Proposal by Meg Cabot
A novella about five or six years after the events in Twilight, the last book in the Mediator Series as of a decade ago. This short has to do with more than one proposal and more than one ghost, though one in particular is very, very angry. Suze, as per usual has to clean up that ghost's mess--after first making it worse, of course--and then maybe, just maybe fits in some personal time with our favorite ex-ghost, Jesse.
The Mediator Series was my favorite series back in middle school. Fortunately, the language of this book was a little more advanced, though Suze has changed very little. It was all very familiar but with a touch more age to it. Not much more that I could have asked for. Unfortunately, I thought that this novella had a slow start, which shouldn't be possible for an 80 page book, but somehow it was. But I was just so happy to have a new book in this series!

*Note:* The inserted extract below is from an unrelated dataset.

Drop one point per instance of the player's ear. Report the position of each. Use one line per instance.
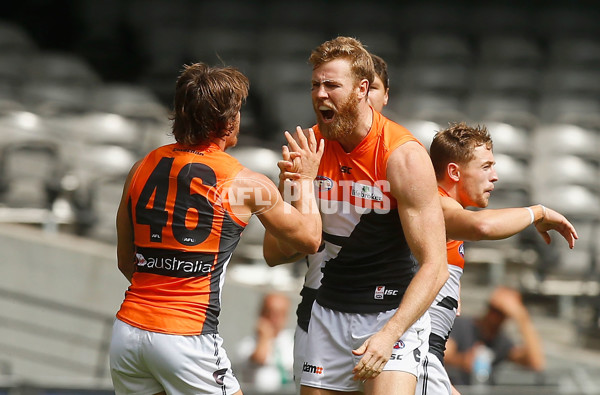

Finally!
8.75 out of 10.
Angels In America part two: Perestroika by Tony Kushner
Continuation of part one. You definitely need to read/see part one first, otherwise you'll be completely lost here; it is not a standalone work. AIDS continues to plight Prior and Roy, as well as their loved ones. We now have actual angels and way more craziness in addition to the sobering hand of death always on your shoulder.
This play just took everything to the next level. This made some things better and others worse. Prior was endlessly fascinating while Harper was endlessly tiring. It was nice to see Joe come into his own a little bit more and his mother was a joy of a more realistic character some others here. Louis was a weenie, as per usual, but it all was crazy. Therefore:
7 out of 10.
Remembrance by Meg Cabot
Currently the final book in the Mediator series. Takes place less than a year, I believe after Proposal. Jesse is working in a hospital, Suze is working, God forbid, at her old high school, and Suze thinks Jesse may be a demon? Whaaaat? Yeah, of course Paul had something to do with that. Glad he's back.
This book did something for me that hasn't happened in a while. Not since Divergent, I believe, but I'm not even sure it happened with that one. I reached the last 100 or 150 pages of this book and could not put it down. I stayed up an hour or two later than I intended because I was hungrily reading through it. Also, this book had 2 plot twists that happened that I really didn't see coming, one of which was enough for me to set the book aside and rant at a friend for a few minutes. That shows some good stuff. Again, Suze was pretty annoying at times, herself and her narration, Paul was more a plot device than a character, and Jesse was not narrated well, but the plot was great. Really great. And the nostalgia too.
10 out of 10. Because nostalgia.
Woooow, long post. That's all of them, though! 10 books/plays in May. Good for me! My TBR for June will be tomorrow!